You can use Scalaz's concurrency features to achieve what you want.
import scalaz._
import Scalaz._
import concurrent.strategy.Executor
import java.util.concurrent.Executors
implicit val s = Executor.strategy[Unit](Executors.newFixedThreadPool(5))
val splicedList = biglist.grouped(100).toList
val sum = splicedList.parMap(_.sum).map(_.sum).get
It would be pretty easy to make this prettier (i.e. write a function mapReduce that does the splitting and folding all in one). Also, parMap over a List is unnecessarily strict. You will want to start folding before the whole list is ready. More like:
val splicedList = biglist.grouped(100).toList
val sum = splicedList.map(promise(_.sum)).toStream.traverse(_.sum).get
You can do this with less overhead than creating actors by using futures:
import scala.actors.Futures._
val nums = (1 to 1000).grouped(100).toList
val parts = nums.map(n => future { n.reduceLeft(_ + _) })
val whole = (0 /: parts)(_ + _())
You have to handle decomposing the problem and writing the "future" block and recomposing it in to a final answer, but it does make executing a bunch of small code blocks in parallel easy to do.
(Note that the _() in the fold left is the apply function of the future, which means, "Give me the answer you were computing in parallel!", and it blocks until the answer is available.)
A parallel collections library would automatically decompose the problem and recompose the answer for you (as with pmap in Clojure); that's not part of the main API yet.
I'm not waiting for Scala 2.8.1 or 2.9, it would rather be better to write my own library or use another, so I did more googling and found this: akka
http://doc.akkasource.org/actors
which has an object futures with methods
awaitAll(futures: List[Future]): Unit
awaitOne(futures: List[Future]): Future
but http://scalablesolutions.se/akka/api/akka-core-0.8.1/
has no documentation at all.

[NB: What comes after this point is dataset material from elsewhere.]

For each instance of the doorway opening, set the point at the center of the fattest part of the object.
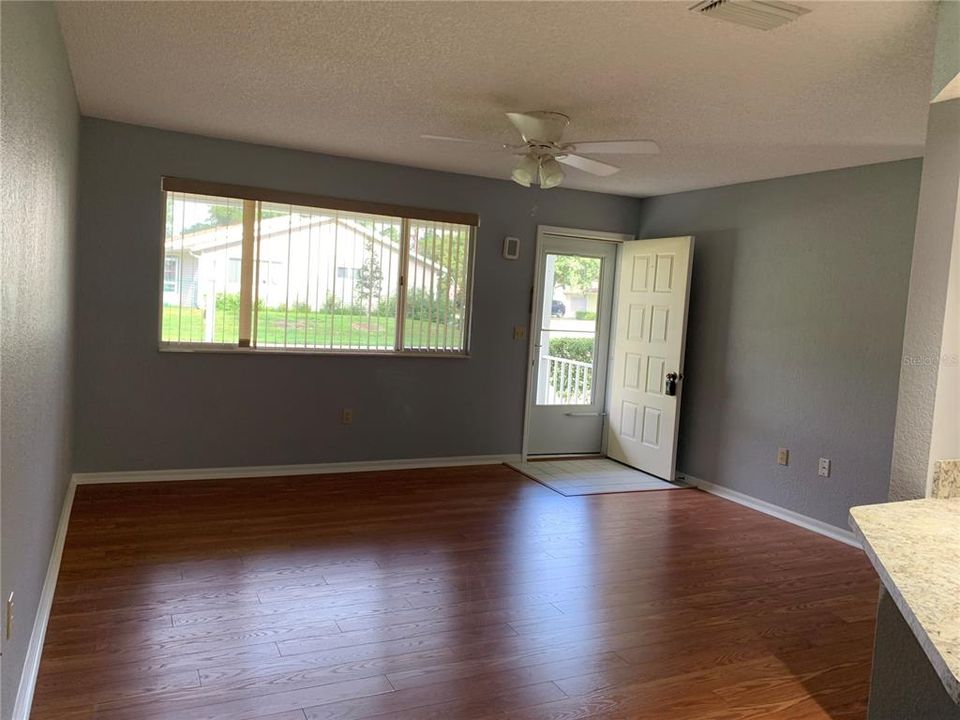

That's bad.
But the good part is that akka's actors are leaner than scala's native ones
With all of these libraries (including scalaz) around, it would be really great if scala itself could eventually merge them officially
At Scala Days 2010, there was a very interesting talk by Aleksandar Prokopec (who is working on Scala at EPFL) about Parallel Collections. This will probably be in 2.8.1, but you may have to wait a little longer. I'll lsee if I can get the presentation itself. to link here.
The idea is to have a collections framework which parallelizes the processing of the collections by doing exactly as you suggest, but transparently to the user. All you theoretically have to do is change the import from scala.collections to scala.parallel.collections. You obviously still have to do the work to see if what you're doing can actually be parallelized.